- Directed by: Alekos Sakellarios
- Starring: Lambros Konstantaras Dionysis Papagiannopoulos
- Release date: 6 December 1965;
- Running time: 1h 29min
- Country: Greece
- Language: Greek

= A Matter of Earnestness =

1965 film

A Matter of Earnestness (Υπάρχει και φιλότιμο) is a 1965 Greek comedy film directed by Alekos Sakellarios.
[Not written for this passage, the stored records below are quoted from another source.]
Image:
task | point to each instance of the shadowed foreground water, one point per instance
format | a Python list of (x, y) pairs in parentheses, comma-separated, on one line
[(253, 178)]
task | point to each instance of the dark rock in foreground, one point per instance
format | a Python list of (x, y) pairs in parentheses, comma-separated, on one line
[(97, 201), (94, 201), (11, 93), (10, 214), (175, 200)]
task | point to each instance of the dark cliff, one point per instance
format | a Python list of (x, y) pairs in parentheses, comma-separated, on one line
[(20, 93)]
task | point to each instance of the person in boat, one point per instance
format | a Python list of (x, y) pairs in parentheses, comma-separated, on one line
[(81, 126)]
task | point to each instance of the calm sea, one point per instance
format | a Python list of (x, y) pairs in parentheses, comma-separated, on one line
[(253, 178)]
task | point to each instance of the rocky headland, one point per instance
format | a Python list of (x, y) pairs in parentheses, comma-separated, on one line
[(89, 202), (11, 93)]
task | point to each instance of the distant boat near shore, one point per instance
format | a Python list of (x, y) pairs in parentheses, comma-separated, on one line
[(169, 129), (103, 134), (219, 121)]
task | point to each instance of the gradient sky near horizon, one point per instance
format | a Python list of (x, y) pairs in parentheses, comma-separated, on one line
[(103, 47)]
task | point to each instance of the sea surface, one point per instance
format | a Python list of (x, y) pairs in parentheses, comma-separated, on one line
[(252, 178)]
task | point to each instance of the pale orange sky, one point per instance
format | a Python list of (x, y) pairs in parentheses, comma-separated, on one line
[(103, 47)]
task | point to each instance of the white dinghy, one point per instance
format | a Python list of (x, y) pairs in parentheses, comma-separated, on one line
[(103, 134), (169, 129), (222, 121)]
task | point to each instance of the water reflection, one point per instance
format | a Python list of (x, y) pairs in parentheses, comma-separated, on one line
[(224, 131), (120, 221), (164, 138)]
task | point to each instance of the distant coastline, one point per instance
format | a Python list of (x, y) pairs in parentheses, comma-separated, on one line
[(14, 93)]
The film was opened in Greece on December 6, 1965.

== Cast ==
- Lambros Konstantaras - Andreas Mavrogialouros
- Dionysis Papagiannopoulos - Thodoros Grouezas
- Niki Linardou - Aliki Mavrogialourou
- Andreas Douzos - Giorgos
- Giorgos Gavriilidis - Kostas
- Melpo Zarokosta - Nanta Mavrogialourou
- Mitsi Konstadara - Lambaina
- Haris Panagiotou - Panagos
- Nikitas Platis - Fotis
- Christos Doxaras - Sotiris
- Takis Christoforidis - Efstathiou
- Giota Soimiri - Katina
- Makis Demiris - Nikolaos Lahouris

== Plot ==

Andreas Mavrogialouros is the Minister for Rural and Labour Development. He is the scion of a political dynasty centered on the village of Platania. He is honest but rather dimwitted and shortsighted, and unknowingly to him his closest advisors are corrupt and greedy. He is due to attend the inauguration of a new pregnancy clinic in his constituency.